The ICP algorithm is run via

setprecision(2000)
n::BigInt = 4
construction, t, c = run_full_construction(n);

and length(t) gives the number of iterations.

If anyone can glance where in this code some low precision computation could’ve sneaked in, I’d be very curious to find out indeed. Everything is BigFloat or BigInt (except one use of Int64 for indices), and literals are only the aforementioned integers and 0.5, none of which should induce imprecision as far as I can tell.

Thanks for the reproducible example, but I think the definition of run_full_construction is missing for us to actually be able to reproduce the calculation.

Apologies, that’s silly of course! I added the definition of run_full_construction to the previous code post. Thank you so much for having a look.

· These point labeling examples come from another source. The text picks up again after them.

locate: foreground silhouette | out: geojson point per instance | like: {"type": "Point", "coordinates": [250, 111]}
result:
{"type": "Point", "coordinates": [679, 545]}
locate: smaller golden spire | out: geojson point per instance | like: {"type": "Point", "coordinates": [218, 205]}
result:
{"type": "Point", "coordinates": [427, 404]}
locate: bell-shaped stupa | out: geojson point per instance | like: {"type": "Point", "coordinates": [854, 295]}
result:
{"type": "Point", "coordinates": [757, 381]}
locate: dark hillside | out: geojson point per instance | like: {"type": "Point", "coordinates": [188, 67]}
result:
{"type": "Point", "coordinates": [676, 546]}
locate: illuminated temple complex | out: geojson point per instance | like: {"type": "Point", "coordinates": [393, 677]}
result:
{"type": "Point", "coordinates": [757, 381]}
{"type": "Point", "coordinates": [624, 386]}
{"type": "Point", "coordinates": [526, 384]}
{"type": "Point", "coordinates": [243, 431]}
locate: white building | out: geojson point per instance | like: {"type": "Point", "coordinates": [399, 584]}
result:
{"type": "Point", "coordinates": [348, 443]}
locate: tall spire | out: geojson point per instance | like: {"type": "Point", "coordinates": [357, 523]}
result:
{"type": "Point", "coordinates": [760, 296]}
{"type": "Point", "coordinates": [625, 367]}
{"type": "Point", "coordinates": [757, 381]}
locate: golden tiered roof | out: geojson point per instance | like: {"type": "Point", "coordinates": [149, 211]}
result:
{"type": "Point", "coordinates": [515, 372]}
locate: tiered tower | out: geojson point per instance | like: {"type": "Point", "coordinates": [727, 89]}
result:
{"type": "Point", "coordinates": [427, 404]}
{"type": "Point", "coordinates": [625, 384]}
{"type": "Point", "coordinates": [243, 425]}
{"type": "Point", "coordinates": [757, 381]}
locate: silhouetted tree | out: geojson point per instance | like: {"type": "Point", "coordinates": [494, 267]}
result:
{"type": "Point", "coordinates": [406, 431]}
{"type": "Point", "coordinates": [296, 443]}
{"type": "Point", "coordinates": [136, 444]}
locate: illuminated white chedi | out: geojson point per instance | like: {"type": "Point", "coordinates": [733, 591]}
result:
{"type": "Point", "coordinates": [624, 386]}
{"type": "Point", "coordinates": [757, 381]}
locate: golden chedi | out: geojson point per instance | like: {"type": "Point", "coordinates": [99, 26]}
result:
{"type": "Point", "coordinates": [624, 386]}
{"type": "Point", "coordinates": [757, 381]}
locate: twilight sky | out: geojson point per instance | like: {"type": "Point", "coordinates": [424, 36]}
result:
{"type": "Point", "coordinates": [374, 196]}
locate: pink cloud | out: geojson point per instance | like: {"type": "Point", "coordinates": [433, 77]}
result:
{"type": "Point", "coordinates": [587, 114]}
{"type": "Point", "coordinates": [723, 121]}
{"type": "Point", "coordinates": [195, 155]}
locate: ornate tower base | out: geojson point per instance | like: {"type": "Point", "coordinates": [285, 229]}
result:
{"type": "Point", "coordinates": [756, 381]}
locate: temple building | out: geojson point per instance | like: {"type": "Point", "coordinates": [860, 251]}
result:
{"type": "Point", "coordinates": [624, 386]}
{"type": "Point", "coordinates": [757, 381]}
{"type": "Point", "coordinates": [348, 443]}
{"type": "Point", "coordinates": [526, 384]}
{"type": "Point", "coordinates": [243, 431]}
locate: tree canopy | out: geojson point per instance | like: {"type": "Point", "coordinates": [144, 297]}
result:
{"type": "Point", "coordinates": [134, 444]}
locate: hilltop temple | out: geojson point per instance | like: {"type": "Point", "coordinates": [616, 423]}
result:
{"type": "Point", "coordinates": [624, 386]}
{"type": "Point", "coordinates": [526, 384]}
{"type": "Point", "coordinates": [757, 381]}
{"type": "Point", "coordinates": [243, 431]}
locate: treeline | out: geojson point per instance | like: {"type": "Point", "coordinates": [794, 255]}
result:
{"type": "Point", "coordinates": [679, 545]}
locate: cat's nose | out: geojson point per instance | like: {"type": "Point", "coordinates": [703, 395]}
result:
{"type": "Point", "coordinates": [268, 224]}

Here’s the code ready to be saved and run in a command line as follows, with the two command line arguments n and precision:

(base) chrisoffner@MBP Desktop % julia icp_precision.jl 8 2000

🌟 Running one-dimensional ICP for n = 8 with precision 2000...
🌟 ICP took 82 iterations. 82 were expected. 🟢

(base) chrisoffner@MBP Desktop % julia icp_precision.jl 8 3000

🌟 Running one-dimensional ICP for n = 8 with precision 3000...
🌟 ICP took 19 iterations. 82 were expected. 💔

(base) chrisoffner@MBP Desktop % julia icp_precision.jl 9 2000

🌟 Running one-dimensional ICP for n = 9 with precision 2000...
🌟 ICP took 21 iterations. 101 were expected. 💔

(base) chrisoffner@MBP Desktop % julia icp_precision.jl 8 5000

🌟 Running one-dimensional ICP for n = 8 with precision 5000...
🌟 ICP took 82 iterations. 82 were expected. 🟢

Based on the following experiment

ls = map(20:20000) do p
    setprecision(p)
    construction, t, c = run_full_construction(BigInt(8));
    length(t)
end

plot(map(1:1:17980) do i
    mean(==(82),  ls[i:i+2000])
end)

I would say that there is no correlation between precision and expected results.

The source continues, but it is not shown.